Pisgah coach reaches 400 career wins

Feb. 22—Pisgah girl's basketball coach Brandon Holloway has been a staple in the Canton hoops community for more than two decades. Now, the coach has hit a major milestone — 400 career wins.

The milestone highlights not just the success he has had with the program, but also his dedication to the school.

"I love this area," Holloway said. "I love the school. I have two boys that are in middle school and one will be here next year."

On Tuesday, the Pisgah girls took on Franklin in the semi-finals of the Mountain 7 Conference Tournament.

The game was a back-and-forth battle throughout. The Lady Bears finally grabbed a one-point lead heading to the fourth quarter, but that lead evaporated as Franklin grabbed a 10-point lead in the final quarter.

"The girls wouldn't stop coming back," Holloway said.

They kept fighting, grabbing a lead late. The Panthers took a couple of late timeouts. Holloway took the opportunity to challenge his girls to step up to the circumstances.

"I told the girls in the last two timeouts that everything we've done this year has been on the defensive end and if they wanted to win the game they needed to make a stop," he said.

The Lady Bears got the stop and the win, advancing to Thursday night's conference championship game against West Henderson and giving their coach his 400th career win.

"I don't want to say it got lost in the moment, but that win itself was so exciting. I was so excited about the girls and what they did in that game," Holloway said. "When that timer went off, I realized I'd never forget how I got my 400th win. This one is going to be special."

After the game, Holloway told the girls the significance of the win beyond just advancing to the title game.

"They were super excited and it meant a lot to me," he said. "They're a huge part in those 400 wins. It's a special time in this program."

Holloway was already aware of the milestone before the game. Going into the conference tournament, one of his assistant coaches told him "two more games."

The head coach was slightly confused and said it was three more games, referring to winning the conference championship.

"I didn't want it to distract me from preparing for the conference tournament," Holloway said. "Once the game gets going, that's the last thing on your mind."

The road to 400

Holloway began his life in the Bethel community. During his adolescence, he and his family moved to Buncombe County, but there was always going to be a path back home.

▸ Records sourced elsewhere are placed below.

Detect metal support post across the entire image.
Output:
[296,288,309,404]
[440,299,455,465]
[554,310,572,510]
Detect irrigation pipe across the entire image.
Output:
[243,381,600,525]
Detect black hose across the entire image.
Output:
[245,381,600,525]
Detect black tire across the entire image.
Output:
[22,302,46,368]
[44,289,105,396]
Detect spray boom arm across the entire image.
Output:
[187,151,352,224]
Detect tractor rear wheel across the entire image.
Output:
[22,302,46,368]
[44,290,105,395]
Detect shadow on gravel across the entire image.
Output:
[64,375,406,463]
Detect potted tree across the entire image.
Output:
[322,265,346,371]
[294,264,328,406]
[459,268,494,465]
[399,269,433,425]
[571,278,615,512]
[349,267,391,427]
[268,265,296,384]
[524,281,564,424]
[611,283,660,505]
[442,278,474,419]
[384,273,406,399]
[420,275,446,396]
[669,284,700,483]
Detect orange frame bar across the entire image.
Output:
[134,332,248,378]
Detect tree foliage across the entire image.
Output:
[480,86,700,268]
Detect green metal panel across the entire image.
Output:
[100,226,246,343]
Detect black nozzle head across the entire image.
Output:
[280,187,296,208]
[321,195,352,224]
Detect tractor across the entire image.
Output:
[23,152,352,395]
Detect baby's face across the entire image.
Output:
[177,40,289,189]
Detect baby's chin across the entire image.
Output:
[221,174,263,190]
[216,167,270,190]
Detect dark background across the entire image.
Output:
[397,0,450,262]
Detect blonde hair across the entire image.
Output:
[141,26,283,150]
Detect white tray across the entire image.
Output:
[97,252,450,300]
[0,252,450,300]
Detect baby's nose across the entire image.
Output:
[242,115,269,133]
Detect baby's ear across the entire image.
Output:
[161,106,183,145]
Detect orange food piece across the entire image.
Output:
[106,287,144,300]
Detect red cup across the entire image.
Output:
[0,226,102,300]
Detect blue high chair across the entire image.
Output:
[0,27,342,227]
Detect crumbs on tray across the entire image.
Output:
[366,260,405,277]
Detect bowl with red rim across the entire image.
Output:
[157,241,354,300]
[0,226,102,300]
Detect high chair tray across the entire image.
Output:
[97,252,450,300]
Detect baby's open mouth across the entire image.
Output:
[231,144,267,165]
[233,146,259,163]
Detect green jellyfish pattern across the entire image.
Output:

His teaching career began in Polk County for two years, before he moved to Pisgah in March 2001. He started out as an assistant coach for the football and girls basketball teams.

Once the head girls basketball coach stepped down, Holloway stepped up, taking the lead role ahead of the 2003 season.

In the 21 years since Holloway has racked up 400 wins.

He attributed part of his success simply to his time with the program.

"We've had a lot of success, but if you do something long enough you're going to rack up some wins," Holloway said.

However, there is much more to it than that. If you exclude the shortened Covid season, he has averaged 19.4 wins per season, a high mark for the vast majority of programs.

Holloway said early on in his career, another coach told him that 15 wins a season is a good mark, but that is not good enough for the program that the Lady Bears have built.

"The bar gets set higher here," Holloway said. "Our goal is to try to get 20 wins a year."

In 2013, the Lady Bears reached the state championship game. In 2014, the team was one step away from their previous success, reaching the regional championship.

Holloway said at the time there was chatter about him leaving to go to a bigger school with a bigger paycheck, but that wasn't on his mind.

"There was never a moment that I considered leaving Pisgah because of the culture here and the support here," Holloway said. "You have a chance to be successful from the elementary schools. This is where I wanted to raise my kids. This is what I wanted to be a part of."

The head coach attributed a lot of his success to the assistant coaches on his team.

"We've had very good coaches that have coached our JV team," he said. "And it shows."

Another large part of the success has been the relationships he has built with the youth and middle school programs that feed into Pisgah.

"We do a kids camp. Every kid who plays for me has been to my basketball summer camp. I think it is so important to be involved in the community through the youth programs," Holloway said. "I try to go throughout the course of the year. I've got both middle school's games. I want the girls to know I'm looking at them before they get here and that I support them."

Having two separate youth and middle school programs feeding in helps give more players a chance to get court time and develop. It also keeps players who develop later in their careers from giving up the sport.

"You get so many more girls who have played the game at a young age," Holloway said. "The two different organizations and two different middle schools help get more kids involved."